To evaluate baseline HBV quasispecies (QS) characteristics as a predictor of HBsAg seroconversion in peginterferon-alfa-2a-treated HBeAg-positive pediatric chronic hepatitis B (CHB).

Methods

25 patients achieved HBsAg seroconversion (SS group) and another 25 did not (SN group) were enrolled, matched for baseline profiles. Full-length HBV genomes were obtained from pretreatment serum via clone sequencing. Twelve untreated carriers (CA group) served as controls.

Results

SN group demonstrated significantly higher genetic distance (GD) and mutation frequency index (MFI) in the preCore/Core (preC/C) gene versus SS and CA groups (p < 0.05). Treatment failure exclusively correlated with G1896A/C1913A/C2078G mutations. Jonckheere-Terpstra test confirmed a CA→SS→SN diversity gradient in preC/C (p < 0.05). Non-invasive fibrosis indices increased across CA→SS→SN (p < 0.05) and correlated positively with QS diversity. Evolutionary analyses revealed divergent haplotype clustering in SN versus star-like radiation patterns in CA/SS. Phylogenetic analysis positioned CA/SS haplotypes at earlier evolutionary phases, while SN haplotypes at a later phase. Notably, haplotypes harboring the three aforementioned mutations were also located at the later phase.

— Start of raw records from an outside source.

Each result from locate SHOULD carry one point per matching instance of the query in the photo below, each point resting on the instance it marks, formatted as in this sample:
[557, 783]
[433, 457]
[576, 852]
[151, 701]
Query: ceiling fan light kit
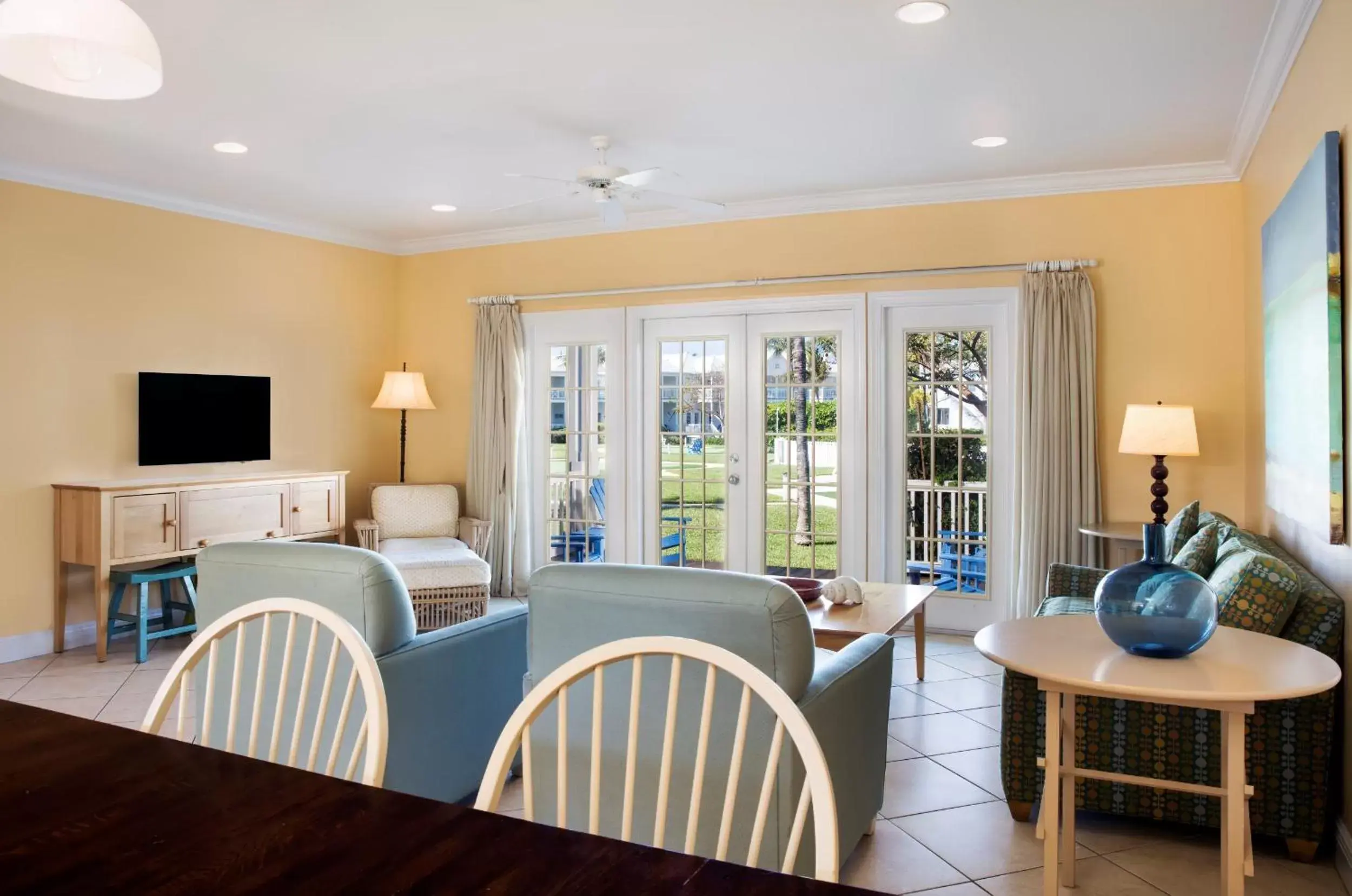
[606, 184]
[95, 49]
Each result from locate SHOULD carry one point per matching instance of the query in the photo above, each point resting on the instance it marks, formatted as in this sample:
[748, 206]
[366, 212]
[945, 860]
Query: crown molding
[1288, 29]
[117, 193]
[851, 201]
[1290, 23]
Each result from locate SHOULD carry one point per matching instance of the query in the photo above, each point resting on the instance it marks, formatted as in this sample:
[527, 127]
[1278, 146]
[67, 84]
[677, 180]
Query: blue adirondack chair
[588, 546]
[951, 561]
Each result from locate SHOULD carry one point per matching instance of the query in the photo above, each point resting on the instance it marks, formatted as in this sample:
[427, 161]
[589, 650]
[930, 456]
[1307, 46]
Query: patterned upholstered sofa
[1291, 744]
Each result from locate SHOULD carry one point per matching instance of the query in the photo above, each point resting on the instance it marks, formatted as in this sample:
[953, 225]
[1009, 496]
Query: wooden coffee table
[886, 608]
[1229, 673]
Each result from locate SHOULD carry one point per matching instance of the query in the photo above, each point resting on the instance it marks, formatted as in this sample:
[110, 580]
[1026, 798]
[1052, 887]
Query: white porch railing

Positive selection analysis identified two SN-specific mutations (codon 34[C1913A] and 89[C2078G]). A LASSO-derived predictive model (age, C1913A/C2078G, preC/C MFI) yielded the area under the receiver operating characteristic curve (AUROC) 0.814 (sensitivity 92 %, specificity 68 %).

Conclusions

Lower baseline HBV quasispecies diversity predicts Peginterferon-alfa-2a-induced HBsAg seroconversion in pediatric CHB. The observed diversity continuum, association with fibrosis indices, suggests seroconversion occurs preferentially during earlier hepatitis phases. Pretreatment viral genetic profiling may optimize therapeutic timing, highlighting its prognostic value for childhood HBV management.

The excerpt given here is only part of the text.